OpenClaw, an npm package for integrating with Google’s Gemini API, shipped with a critical OAuth flaw until version 2026.4.2. Developers using versions up to 2026.4.1 exposed their PKCE verifier in the OAuth state parameter. Gemini’s OAuth provider echoed this state back in the redirect URL, right next to the authorization code. Attackers who snag that URL gain everything needed to exchange the code for access tokens.
PKCE, defined in RFC 7636, secures the OAuth 2.0 authorization code flow against interception. Clients generate a high-entropy code verifier, hash it into a code challenge, and send the challenge to the provider. After user approval, the provider redirects with an auth code. The client then redeems it using the original verifier. Only the legitimate client should know the verifier, blocking code theft.
OpenClaw broke this by stuffing the raw PKCE verifier into the OAuth state parameter. OAuth state prevents CSRF attacks—it’s a random value the client verifies on callback. Providers like Google reflect it unchanged. In OpenClaw’s Gemini flow, the redirect looked like: https://client.com/callback?code=AUTH_CODE&state=PKCE_VERIFIER_HERE. A single packet capture reveals both pieces.

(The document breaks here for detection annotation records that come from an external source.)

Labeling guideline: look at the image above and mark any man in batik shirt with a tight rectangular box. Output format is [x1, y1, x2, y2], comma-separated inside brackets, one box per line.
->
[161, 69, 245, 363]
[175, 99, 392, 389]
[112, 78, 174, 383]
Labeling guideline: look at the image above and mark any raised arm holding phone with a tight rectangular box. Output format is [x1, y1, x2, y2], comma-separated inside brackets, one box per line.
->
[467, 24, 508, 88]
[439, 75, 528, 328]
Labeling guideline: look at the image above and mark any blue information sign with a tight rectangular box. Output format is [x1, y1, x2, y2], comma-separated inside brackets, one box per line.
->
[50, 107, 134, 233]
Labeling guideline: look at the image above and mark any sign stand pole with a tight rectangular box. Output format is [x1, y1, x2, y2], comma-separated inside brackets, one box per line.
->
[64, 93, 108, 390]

Real-World Attack Scenarios
Capture the redirect on shared Wi-Fi, via MITM proxies, or from server logs if misconfigured. No need for session hijacking or phishing—just eavesdrop. With code and verifier in hand, attackers POST to Gemini’s token endpoint:
curl -X POST \
https://oauth2.googleapis.com/token \
-d 'client_id=your_client_id' \
-d 'code=AUTH_CODE' \
-d 'code_verifier=PKCE_VERIFIER_HERE' \
-d 'grant_type=authorization_code' \
-d 'redirect_uri=your_redirect'
This yields an access token for Gemini API calls. Implications hit hard: unauthorized queries rack up Google’s billing (Gemini 1.5 Pro costs $3.50 per million input tokens, $10.50 output as of 2024). Attackers could exfiltrate user data if the app processes sensitive inputs, or train rival models on your dime.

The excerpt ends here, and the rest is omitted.